Indulge in the flavors of Morocco with our easy-to-make Moroccan Rice with Roasted Eggplant and Crispy Lamb.
Imagine the simplicity of roasting eggplant to smoky perfection and crisping up flavorful crispy lamb mince, all while the aromatic rice cooks to perfection. It’s a delightful fusion of ease and exotic taste, promising a gourmet homemade meal without the fuss.
SERVES 4 | PREP TIME 10 MIN | COOKING TIME 45 MIN
Ingredients
1 packet of From Basque With Love Moroccan Rice
2 large eggplants
500 g lamb mince
2 tbs harissa paste
2 tbsp olive oil
To serve: Greek yoghurt, toasted pine nuts and fresh mint
Method
- Marinate the lamb mince with 2 tablespoons of harissa paste and set aside to infuse with flavour while you prepare the eggplant.
- Cut the eggplant in half lengthwise. Keep the stem intact and cut through it, it helps hold the eggplant together once roasted and soft.
- Using a small sharp knife, cut 2.5cm diamonds into the flesh, cutting down as far as you are comfortable without piercing the flesh.
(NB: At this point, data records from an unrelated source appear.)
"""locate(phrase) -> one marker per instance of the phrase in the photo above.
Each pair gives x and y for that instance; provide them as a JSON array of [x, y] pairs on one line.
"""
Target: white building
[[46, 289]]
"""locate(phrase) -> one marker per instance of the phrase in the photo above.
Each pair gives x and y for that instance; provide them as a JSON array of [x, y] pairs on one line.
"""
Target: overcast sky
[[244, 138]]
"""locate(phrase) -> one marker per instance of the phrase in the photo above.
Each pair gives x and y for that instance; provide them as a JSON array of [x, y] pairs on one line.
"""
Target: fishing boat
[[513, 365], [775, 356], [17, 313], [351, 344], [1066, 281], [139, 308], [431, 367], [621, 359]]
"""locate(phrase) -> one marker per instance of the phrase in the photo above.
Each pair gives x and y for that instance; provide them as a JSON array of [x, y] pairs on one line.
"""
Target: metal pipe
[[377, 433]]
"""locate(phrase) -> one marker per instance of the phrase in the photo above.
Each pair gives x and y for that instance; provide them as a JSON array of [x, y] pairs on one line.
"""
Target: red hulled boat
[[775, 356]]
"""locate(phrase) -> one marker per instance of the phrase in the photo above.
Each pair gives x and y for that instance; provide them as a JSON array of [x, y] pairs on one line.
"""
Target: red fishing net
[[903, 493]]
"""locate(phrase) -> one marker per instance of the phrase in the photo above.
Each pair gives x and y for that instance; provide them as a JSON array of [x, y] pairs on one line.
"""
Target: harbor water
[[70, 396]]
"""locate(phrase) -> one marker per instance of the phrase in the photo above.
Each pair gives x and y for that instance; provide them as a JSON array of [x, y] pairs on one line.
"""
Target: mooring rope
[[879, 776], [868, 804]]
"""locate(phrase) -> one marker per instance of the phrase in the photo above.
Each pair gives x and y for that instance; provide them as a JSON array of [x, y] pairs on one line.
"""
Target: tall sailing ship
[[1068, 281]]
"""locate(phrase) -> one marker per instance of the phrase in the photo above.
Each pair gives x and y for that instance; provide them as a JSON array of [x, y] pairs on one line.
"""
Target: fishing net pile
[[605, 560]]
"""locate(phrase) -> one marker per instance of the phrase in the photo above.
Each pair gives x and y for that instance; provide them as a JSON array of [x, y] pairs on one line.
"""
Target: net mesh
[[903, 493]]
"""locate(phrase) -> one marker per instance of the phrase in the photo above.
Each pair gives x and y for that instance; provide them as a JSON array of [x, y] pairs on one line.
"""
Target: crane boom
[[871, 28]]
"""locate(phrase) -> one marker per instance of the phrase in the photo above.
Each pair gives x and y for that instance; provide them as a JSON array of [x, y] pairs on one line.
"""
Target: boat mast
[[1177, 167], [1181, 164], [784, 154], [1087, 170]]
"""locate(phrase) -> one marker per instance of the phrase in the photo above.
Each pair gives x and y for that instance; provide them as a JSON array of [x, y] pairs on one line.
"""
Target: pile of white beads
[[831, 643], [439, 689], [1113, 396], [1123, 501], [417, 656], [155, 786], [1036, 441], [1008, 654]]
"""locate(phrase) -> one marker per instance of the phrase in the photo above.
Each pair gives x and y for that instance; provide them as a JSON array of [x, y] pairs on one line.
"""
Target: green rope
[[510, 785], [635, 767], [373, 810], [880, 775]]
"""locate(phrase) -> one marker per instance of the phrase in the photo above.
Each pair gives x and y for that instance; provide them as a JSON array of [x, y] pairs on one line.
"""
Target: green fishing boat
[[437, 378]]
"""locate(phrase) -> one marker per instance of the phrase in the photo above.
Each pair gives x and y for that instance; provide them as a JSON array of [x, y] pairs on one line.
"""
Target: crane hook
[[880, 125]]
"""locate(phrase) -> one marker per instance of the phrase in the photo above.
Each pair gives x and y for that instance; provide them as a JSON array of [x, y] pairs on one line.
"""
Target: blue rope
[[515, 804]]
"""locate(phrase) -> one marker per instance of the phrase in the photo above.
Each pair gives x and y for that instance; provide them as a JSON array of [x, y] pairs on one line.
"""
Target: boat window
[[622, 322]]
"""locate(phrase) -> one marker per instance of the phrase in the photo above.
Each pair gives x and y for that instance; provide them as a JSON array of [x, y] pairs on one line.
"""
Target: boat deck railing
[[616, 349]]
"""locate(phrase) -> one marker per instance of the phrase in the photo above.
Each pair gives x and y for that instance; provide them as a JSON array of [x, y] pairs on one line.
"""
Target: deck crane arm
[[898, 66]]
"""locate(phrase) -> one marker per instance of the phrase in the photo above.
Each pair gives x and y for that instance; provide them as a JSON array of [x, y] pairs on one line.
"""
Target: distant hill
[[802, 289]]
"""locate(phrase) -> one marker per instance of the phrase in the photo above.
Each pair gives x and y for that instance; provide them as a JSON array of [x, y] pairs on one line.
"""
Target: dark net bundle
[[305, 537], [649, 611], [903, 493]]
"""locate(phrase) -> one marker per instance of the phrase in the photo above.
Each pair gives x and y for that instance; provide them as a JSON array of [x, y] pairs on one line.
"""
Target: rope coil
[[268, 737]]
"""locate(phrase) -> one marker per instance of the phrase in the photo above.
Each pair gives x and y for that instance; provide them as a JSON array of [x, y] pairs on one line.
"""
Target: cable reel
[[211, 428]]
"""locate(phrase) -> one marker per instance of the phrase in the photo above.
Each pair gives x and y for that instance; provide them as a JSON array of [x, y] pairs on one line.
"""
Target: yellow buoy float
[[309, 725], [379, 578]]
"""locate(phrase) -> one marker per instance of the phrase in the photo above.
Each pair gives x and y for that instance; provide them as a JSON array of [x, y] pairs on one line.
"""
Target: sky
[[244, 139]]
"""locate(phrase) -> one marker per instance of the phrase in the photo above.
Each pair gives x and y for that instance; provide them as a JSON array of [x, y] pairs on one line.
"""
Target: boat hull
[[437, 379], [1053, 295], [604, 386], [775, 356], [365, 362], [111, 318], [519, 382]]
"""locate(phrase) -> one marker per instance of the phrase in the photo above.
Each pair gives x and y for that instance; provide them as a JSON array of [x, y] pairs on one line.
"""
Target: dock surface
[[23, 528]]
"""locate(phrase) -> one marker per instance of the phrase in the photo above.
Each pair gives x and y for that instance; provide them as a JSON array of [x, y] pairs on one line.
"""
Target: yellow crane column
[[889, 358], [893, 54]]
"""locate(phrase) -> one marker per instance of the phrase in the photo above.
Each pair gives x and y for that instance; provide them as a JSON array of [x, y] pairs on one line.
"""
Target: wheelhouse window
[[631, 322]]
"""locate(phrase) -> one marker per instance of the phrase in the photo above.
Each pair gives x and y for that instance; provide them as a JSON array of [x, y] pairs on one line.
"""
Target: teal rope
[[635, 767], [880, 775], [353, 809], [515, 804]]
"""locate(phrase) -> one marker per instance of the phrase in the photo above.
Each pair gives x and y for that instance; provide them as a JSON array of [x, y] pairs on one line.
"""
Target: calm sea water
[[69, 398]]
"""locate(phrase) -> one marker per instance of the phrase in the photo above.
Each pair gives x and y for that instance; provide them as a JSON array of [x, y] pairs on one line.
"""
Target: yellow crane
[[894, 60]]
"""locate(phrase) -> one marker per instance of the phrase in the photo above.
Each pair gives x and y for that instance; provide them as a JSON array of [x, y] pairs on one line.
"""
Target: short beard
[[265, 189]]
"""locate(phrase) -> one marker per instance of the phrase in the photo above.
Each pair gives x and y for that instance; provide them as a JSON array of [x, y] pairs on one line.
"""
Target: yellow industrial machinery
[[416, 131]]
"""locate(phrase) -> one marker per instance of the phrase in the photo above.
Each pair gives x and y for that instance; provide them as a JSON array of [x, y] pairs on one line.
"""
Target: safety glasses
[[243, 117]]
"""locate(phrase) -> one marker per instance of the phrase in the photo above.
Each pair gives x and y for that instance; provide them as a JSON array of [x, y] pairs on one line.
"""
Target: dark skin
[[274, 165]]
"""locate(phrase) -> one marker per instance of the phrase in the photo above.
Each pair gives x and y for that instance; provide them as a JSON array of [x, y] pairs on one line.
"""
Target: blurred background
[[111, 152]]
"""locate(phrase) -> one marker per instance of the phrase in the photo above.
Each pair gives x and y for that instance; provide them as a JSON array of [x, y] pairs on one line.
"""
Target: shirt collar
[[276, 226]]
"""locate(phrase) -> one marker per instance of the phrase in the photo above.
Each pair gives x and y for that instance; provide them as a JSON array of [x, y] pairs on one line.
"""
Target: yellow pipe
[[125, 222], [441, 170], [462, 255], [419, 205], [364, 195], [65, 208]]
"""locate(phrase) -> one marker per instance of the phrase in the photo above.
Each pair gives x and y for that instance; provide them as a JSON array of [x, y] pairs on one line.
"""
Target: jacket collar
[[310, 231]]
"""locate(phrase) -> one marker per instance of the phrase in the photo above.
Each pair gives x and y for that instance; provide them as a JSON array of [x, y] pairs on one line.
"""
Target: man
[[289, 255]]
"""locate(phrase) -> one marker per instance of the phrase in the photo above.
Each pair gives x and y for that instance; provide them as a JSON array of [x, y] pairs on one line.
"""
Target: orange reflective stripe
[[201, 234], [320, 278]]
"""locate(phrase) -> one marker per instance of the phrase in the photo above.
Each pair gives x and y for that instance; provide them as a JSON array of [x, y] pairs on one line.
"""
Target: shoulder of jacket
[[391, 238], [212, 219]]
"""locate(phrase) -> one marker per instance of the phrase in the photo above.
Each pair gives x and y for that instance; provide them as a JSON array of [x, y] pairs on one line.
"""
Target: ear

- Drizzle 1 tbsp of olive oil over the eggplant and roast for 45 minutes at 180°C or until the eggplant is softened. Sometimes it takes longer – don’t forget to check the edges.
- After 20 minutes of the eggplant cooking, begin preparing the rice. In a 30 cm large, heavy-based saucepan or casserole dish, heat 1 tablespoons of olive oil over medium heat. Add the contents of the packet and fry for 1 minute. Pour in 3 1/2 cups of water and cook for 15 to 20 minutes or until the water is absorbed (lid off).
- When the eggplant has about 5 minutes to go, heat a medium-sized pan over high heat. Fry the lamb mince until it becomes irresistibly crispy.
- Top the roasted eggplant with the Moroccan rice and crispy lamb mince.
- Dollop on creamy yogurt, generously sprinkle with pine nuts and mint.